NOC management involves a number of challenges that must be acknowledged in order to overcome them and ensure efficient business operations 24/7.

5 key challenges in NOC Management 

  1. Monitoring without Observability DevOps teams deal with growing workloads, and current monitoring systems aggregate increasingly more data at higher frequencies. As more applications, microservices, and components enter the picture, developers are overwhelmed with the number of metrics and alerts they have to monitor. As a result, issues are not resolved quickly, the user experience is compromised, increased resources are spent on fixing problems, the chances of human error or important issues falling through the cracks rise, and more.
  2. No Centralized Runbook Management A runbook (sometimes called “playbook”) is essentially a knowledge base that is constantly being updated with instructions on how to classify alerts and the actions that need to be carried out to resolve them. Since engineers often face the same type of incidents that require similar if not identical actions, creating and managing a runbook can make the process shorter and more effective. Without a centralized runbook to manage all of the knowledge in one place, companies use “knowledge silos” that can lead to lost knowledge, longer resolution times and downtimes, reliance on specific engineers and developers in the company, inefficient communication between teams and departments, and significantly increased damage and costs.
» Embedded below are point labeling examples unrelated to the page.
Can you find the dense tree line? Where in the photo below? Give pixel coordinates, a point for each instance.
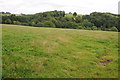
(59, 19)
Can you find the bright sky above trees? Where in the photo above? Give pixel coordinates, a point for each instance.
(79, 6)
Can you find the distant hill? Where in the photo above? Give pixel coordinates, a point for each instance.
(59, 19)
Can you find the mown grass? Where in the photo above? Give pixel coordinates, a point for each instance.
(31, 52)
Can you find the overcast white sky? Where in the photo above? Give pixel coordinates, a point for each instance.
(79, 6)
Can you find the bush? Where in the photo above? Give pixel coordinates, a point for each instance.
(80, 27)
(94, 28)
(112, 29)
(16, 22)
(8, 21)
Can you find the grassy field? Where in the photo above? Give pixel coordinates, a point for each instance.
(32, 52)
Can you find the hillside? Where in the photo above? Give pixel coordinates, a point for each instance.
(60, 19)
(39, 52)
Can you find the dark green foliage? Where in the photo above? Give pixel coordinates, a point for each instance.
(58, 19)
(74, 14)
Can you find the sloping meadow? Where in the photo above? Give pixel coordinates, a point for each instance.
(30, 52)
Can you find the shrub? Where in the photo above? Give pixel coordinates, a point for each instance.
(94, 28)
(112, 29)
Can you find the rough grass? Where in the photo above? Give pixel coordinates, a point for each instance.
(31, 52)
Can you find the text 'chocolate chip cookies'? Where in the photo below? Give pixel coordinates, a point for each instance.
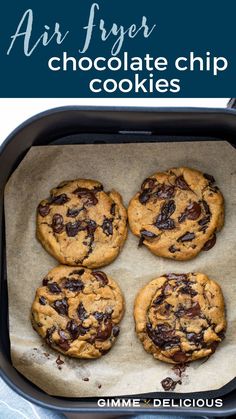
(80, 224)
(77, 311)
(177, 213)
(180, 317)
  3. Automation without Human Intervention NOC teams face numerous tasks on a regular basis, from monitoring different dashboards and platforms and proactive task scheduling to reporting to internal departments and external customers. All of this requires time-consuming manual work, and automation is key to reducing their workload so that they can focus on more important things within the company. However, there are also risks involved that need to be addressed in order to leverage what automation can offer. While certain things can be automated to complete tasks and resolve issues faster, there will come a time that the automated system will come across a bug or a situation it does not recognize, and that is where something can go wrong. Truly effective automation involves a hybrid of both machine automation and human intervention to function reliably.
  4. Lack of Communication and Collaboration between Departments When a NOC is not fully and constantly updated, changes in shifts and employees introduce the risk of miscommunication, issues falling through the cracks, and human error. Effective work requires that everyone and everything is properly synchronized (NOC, DevOps, development, management, etc.). Communication is reflected in things like updates, remediation processes, on-call escalations, and more – all of which require an open communication channel between all departments and employees.
  5. Inefficient 24/7/365 NOC Management Uptime management is dependent on 24/7 NOC operations, and is a set of services and tools designed for controlling, monitoring, and optimizing operational productivity to ensure optimal availability at all times. This is especially critical in today’s cloud-based world and the constant demand for round-the-clock uptime at optimal speeds. Cloud-based infrastructures are often built with a large number of systems geared for elastic scalability, while hardware costs should be kept to a minimum. Without proper 24/7/365 uptime management, companies are unable to avert emerging issues, solve critical situations, and reduce downtime efficiently. Furthermore, 24/7 NOC management with real-time monitoring is critical to ensure issues are identified and addressed as quickly as possible. This is challenging, as it requires companies to invest in human resources, comfortable working environments, NOC training and certification, performance analyses and measurements (SLA, escalation quality, etc.), and additional measures to ensure NOC engineers are always sharp and motivated to take quick action when needed.